Hi Juice,
I've been reading your blog for a couple of years now, but I think I need to take a break. I love the entries about the rogues, but we've been reading a *lot* lately about the inner workings of your bowels and what you find in the liberry's bathroom. I'm often reading as I have my breakfast, but even if I weren't, I think it would still be a bit much.
Just wanted to know I really enjoy what you do, but the entries about rogues and your life with your sweetie are much better fodder for reading than entries about doo and speculation about the goings-on in your liberry's bathroom.
Although I'm being honest here, I remain a fan. I hope that's okay. I'll check back in later and see if you have "moved" out of bowels of bathroom lit.
Yours,
Michelle, the academic liberrian.
P.S. Sorry to hear about your fish. We are pet lovers around my house.
Michelle,
Thanks very much for the letter.
I suspect you're right about there being a few too many bathroom-related entries as of late. It's not my intention to write a gross-out blog, it's just that the bathroom-related problems we're having are the ones driving me the most insane right now. Still, I have actually been thinking along similar lines myself, particularly after penning last week's And Now, We Now Return to Our Regularly Scheduled Program entry. It was chock full of disgusting bathroom-related material and got me to thinking that I might be dwelling on it a bit much.
A few years ago, I had a similar realization that much of my output had become devoted to the patron who was driving us most insane back then, the man known as Parka. Rather than continuing to devote the majority of my blog output to chronicling his annoying behavior, I decided to just let readers take it as a given that he was continuing to behave annoyingly and just not write about it anymore.

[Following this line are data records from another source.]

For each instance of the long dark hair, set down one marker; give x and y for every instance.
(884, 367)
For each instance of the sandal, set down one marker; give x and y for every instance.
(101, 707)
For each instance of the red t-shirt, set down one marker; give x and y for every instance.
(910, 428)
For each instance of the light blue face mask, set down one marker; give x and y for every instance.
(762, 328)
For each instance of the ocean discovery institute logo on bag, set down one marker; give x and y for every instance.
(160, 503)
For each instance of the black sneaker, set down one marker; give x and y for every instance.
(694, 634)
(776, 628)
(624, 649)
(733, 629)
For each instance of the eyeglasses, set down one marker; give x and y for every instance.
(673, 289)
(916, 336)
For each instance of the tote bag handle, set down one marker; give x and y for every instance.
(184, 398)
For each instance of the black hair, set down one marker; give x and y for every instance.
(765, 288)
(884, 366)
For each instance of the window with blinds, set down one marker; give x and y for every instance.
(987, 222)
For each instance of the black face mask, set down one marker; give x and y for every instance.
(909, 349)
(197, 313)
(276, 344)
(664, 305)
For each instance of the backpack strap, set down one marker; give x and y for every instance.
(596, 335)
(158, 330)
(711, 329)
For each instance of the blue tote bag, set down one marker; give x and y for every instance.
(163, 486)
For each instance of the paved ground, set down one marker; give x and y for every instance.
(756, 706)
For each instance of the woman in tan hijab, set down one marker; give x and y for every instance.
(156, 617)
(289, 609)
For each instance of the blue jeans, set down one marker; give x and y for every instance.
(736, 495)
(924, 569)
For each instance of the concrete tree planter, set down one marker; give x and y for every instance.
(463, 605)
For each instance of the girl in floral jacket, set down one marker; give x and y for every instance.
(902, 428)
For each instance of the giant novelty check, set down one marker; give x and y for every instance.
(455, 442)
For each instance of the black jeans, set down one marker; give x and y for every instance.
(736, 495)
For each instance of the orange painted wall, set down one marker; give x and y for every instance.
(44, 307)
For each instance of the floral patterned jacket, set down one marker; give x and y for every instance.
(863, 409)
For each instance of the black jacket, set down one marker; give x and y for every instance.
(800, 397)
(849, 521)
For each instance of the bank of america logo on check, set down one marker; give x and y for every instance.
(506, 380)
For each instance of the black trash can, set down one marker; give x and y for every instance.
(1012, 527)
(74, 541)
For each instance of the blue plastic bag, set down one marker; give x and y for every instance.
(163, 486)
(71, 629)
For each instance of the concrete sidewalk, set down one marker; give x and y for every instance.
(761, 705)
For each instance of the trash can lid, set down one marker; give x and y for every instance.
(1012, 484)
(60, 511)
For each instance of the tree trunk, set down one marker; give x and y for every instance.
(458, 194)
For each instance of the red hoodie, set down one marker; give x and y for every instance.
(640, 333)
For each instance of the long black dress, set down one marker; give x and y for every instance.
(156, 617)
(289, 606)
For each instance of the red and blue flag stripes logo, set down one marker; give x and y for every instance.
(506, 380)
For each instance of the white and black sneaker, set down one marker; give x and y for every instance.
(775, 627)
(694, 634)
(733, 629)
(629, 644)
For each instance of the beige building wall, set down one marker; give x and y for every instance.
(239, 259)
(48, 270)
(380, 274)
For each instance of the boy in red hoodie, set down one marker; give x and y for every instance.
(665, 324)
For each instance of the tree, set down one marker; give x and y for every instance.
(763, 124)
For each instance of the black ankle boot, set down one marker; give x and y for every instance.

Of course, there was still the occasional incident that deserved chronicling, but by and large I left him out. And not terribly long after I stopped writing about him, he went into a self-imposed exile from our branch after figuratively showing his ass one day. He eventually returned, like a big, annoying, Michelin Man-parka-clad, bad penny, but within a couple of months had actually left town, seemingly for good. This may yet be more evidence in my theory that the more energy and thoughts you beam toward the Rogues the more power they gain; which is why I never mentioned his ultimate departure here AT ALL, so as not to jinx it. (And let us hope this note doesn't accomplish that.) I guess the lesson to be learned about poop humor is: a little goes a long way, but a lot can stink up the place—kind of like Fred Schneider songs.
So, that said, barring any major newsworthy poo-festivals or stank ho-downs that occur, my official New Year's Resolution for the blog is to let my readership assume that the horrors in our restroom are continuing unabated, though unchronicled. Believe me, I have plenty of material to cover beyond it. (Plus, maybe if I stop obsessing over everyone else's mookystinks, they'll stop leaving them behind for me to find.)
Don't go anywhere just yet, Michelle. I enjoy having thoughtful, honest people such as yourself as readers.
--juice
3 comments:
And isn't there that old saying that whatever people can come up with in their own imaginations is usually more horrifying than the actual reality? Maybe that's also the case with the trials and tribulations of liberry public bathrooms. Happy New Year, Juice! :)
Happy New Year, Juice!
Nothing against academic librarians, I used to be one myself - just saying, public librarians take a lot more interest in the state of the restrooms. Somebody once had a baby in ours, and rare is the week when I don't disturb somebody bathing in the sink.